Aurore n’était pas d’accord avec lui mais ne pouvait pas réfuter sa logique.
« Pour toi ce sont les humains. Si tu donnais à quelqu’un quelques morceaux tous les jours pour rien, puis que tu arrêtais soudainement, intérieurement, il te détesterait pour ça. Si vous gifliez quelqu’un tous les jours et que vous vous arrêtez parce que vous avez mal à la main, votre victime vous en remercierait. »

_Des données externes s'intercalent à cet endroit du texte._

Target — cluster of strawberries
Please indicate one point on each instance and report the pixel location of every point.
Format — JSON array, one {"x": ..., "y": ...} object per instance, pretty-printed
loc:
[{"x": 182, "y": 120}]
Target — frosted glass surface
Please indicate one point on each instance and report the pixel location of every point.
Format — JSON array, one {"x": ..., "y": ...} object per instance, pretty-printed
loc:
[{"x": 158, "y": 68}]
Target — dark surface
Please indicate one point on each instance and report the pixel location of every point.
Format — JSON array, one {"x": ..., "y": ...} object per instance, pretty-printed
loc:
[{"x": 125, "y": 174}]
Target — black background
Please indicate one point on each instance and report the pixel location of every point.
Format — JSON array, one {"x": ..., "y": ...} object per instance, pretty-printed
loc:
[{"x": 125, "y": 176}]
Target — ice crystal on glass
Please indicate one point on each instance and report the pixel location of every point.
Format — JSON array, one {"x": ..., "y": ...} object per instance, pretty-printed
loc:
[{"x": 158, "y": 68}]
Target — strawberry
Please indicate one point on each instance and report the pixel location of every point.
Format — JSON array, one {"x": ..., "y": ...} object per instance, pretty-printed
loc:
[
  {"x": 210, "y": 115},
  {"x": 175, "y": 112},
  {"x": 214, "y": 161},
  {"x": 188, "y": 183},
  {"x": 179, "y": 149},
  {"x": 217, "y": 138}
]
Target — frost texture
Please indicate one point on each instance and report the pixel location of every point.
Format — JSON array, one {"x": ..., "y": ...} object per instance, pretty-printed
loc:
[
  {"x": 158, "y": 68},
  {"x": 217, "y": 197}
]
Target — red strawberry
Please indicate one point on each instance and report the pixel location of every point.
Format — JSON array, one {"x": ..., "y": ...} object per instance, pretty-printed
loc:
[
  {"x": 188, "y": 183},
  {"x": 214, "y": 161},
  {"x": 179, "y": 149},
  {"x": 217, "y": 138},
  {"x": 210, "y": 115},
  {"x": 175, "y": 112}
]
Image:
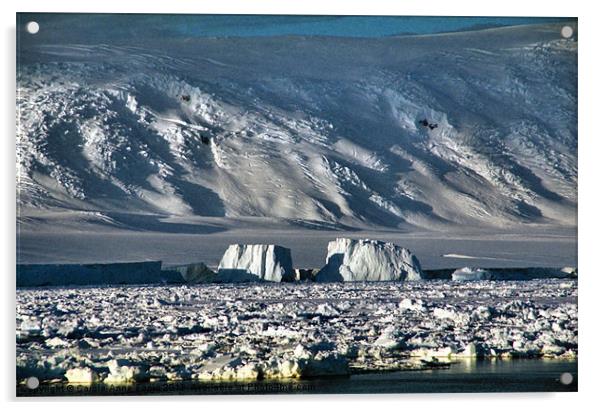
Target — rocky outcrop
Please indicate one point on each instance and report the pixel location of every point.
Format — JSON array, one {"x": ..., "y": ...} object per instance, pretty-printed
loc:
[
  {"x": 368, "y": 260},
  {"x": 244, "y": 263}
]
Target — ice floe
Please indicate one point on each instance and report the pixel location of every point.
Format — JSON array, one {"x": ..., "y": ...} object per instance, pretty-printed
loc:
[{"x": 221, "y": 331}]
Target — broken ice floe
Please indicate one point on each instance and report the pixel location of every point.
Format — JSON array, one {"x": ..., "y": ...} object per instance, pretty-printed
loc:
[{"x": 139, "y": 334}]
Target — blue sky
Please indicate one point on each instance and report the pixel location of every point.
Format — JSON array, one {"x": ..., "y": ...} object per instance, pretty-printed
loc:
[{"x": 106, "y": 27}]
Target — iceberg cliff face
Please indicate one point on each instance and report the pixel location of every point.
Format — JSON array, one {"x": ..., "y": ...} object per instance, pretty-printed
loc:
[
  {"x": 242, "y": 263},
  {"x": 472, "y": 274},
  {"x": 368, "y": 260}
]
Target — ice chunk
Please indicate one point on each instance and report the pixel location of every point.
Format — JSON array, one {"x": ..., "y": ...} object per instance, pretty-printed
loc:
[
  {"x": 368, "y": 260},
  {"x": 242, "y": 263},
  {"x": 82, "y": 375},
  {"x": 122, "y": 372}
]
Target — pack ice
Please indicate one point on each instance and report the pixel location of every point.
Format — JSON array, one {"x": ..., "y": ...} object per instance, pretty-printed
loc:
[
  {"x": 242, "y": 263},
  {"x": 368, "y": 260}
]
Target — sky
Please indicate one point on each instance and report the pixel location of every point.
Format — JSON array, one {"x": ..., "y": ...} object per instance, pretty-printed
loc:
[{"x": 85, "y": 28}]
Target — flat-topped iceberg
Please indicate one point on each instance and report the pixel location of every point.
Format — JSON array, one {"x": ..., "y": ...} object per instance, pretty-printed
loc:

« Qu’essaies-tu de dire, que tous les humains sont des déchets ? »
« Je suppose que ça dépend de la façon dont on voit les choses. En ce qui me concerne, tous les gens sont égaux. Honneur, richesse, dignité – toutes les conneries extérieures. Se focaliser sur toutes ces conneries est stupide et ne sert à rien d’autre qu’à te faire perdre ton chemin. » Cloudhawk s’allongea sur le matelas, croisant ses mains derrière sa tête. « Si j’étais la même personne, à fouiller dans les ruines pour trouver des larves, je me battrais pour ce qui est à moi, mais je ne me plaindrais pas de ce que je n’avais pas. C’était dur, mais j’étais satisfait, même heureux. On gagne et on perd. On gagne ce qu’on mérite – c’est comme ça qu’on reste fidèle à son moi naturel. »
Aurore ne put s’empêcher de glousser. C’était la première fois qu’elle riait depuis des jours.